Howse's allegations concerning his medical treatment and his allegations concerning his accident in the prison's elevator might support state-law medical malpractice or negligence claims. The Court does not analyze the sufficiency of those claims because, in the absence of a viable constitutional claim, the Court should decline to exercise supplemental jurisdiction over them. See, e.g., Mergens v. Dreyfoos, 166 F.3d 1114, 1119 (11th Cir. 1999) (“[I]f the federal claims are dismissed prior to trial, [United Mine Workers v.] Gibbs strongly encourages or even requires dismissal of state claims.” (internal quotation marks and citations omitted)). Since, as discussed above, none of his allegations are sufficient to allege a constitutional violation, any state-law claims should also be dismissed.

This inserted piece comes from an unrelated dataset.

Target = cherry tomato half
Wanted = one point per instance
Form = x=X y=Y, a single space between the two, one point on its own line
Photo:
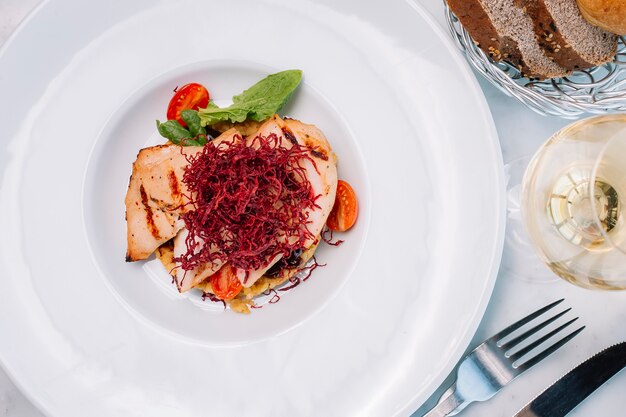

The Court previously explained that Howse's allegations concerning his accident in the elevator are inconsistent with any claim of deliberate indifference to the elevator's condition. See doc. 23 at 9 n. 3. As before, Howse expressly alleges that the responsible employee specifically requested maintenance. Compare id., with doc. 24 at 34.

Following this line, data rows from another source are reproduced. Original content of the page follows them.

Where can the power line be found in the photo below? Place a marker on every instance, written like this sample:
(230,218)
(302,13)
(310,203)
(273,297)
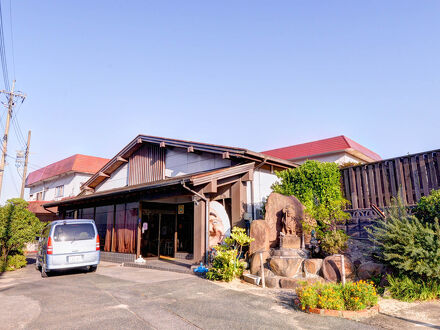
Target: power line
(12,38)
(3,53)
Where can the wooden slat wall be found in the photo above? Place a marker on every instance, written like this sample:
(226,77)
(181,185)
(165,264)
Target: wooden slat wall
(413,175)
(147,164)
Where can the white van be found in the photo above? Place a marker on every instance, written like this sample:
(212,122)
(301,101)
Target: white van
(68,244)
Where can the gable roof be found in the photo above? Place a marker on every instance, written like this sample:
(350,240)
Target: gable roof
(196,179)
(325,146)
(192,146)
(76,163)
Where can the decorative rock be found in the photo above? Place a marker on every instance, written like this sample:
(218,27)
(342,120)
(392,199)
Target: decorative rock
(267,273)
(274,214)
(290,283)
(369,269)
(332,271)
(290,242)
(290,253)
(312,266)
(287,267)
(272,282)
(253,279)
(315,279)
(260,233)
(255,262)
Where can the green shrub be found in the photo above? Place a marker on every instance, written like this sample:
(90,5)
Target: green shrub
(18,226)
(428,207)
(352,296)
(407,289)
(226,264)
(14,262)
(408,245)
(359,295)
(317,185)
(333,241)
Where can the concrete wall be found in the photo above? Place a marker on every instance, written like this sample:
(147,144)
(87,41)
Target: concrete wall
(180,162)
(117,179)
(263,180)
(71,182)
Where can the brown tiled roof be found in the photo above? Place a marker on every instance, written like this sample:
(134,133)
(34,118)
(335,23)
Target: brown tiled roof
(36,207)
(76,163)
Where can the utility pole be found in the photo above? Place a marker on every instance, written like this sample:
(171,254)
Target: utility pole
(23,182)
(11,104)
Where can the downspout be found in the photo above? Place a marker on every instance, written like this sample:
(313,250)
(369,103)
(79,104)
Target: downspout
(252,189)
(206,200)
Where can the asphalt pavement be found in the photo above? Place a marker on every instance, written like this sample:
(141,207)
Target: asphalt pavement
(131,298)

In summary, Howse's Second Amended Complaint should be DISMISSED. Doc. 24. His allegations concerning the quality of the medical treatment he has received at Coastal State Prison establish, at most, negligence and disagreement-both between Howse and medical practitioners and among those practitioners-concerning the proper course of his treatment. Even construed charitably, those allegations do not allege that any defendant was deliberately indifferent to his serious medical needs. To the extent that those allegations might support statelaw medical malpractice claims, in the absence of any viable constitutional claim, the Court should decline to exercise supplemental jurisdiction over such claims. Similarly, to the extent that his allegation concerning the elevator implicates a negligence claim, the Court should decline supplemental jurisdiction.
This R&R is submitted to the district judge assigned to this action, pursuant to 28 U.S.C. § 636(b)(1)(B) and this Court's Local Rule 72.3. Within 14 days of service, any party may file written objections to this R&R with the Court and serve a copy on all parties. The document should be captioned “Objections to Magistrate Judge's Report and Recommendations.” Any request for additional time to file objections should be filed with the Clerk for consideration by the assigned district judge.
After the objections period has ended, the Clerk shall submit this R&R together with any objections to the assigned district judge. The district judge will review the magistrate judge's findings and recommendations pursuant to 28 U.S.C. § 636(b)(1)(C). The parties are advised that failure to timely file objections will result in the waiver of rights on appeal. 11th Cir. R. 3-1; see Symonette v. V.A. Leasing Corp., 648 Fed.Appx. 787, 790 (11th Cir. 2016); Mitchell v. United States, 612 Fed.Appx. 542, 545 (11th Cir. 2015).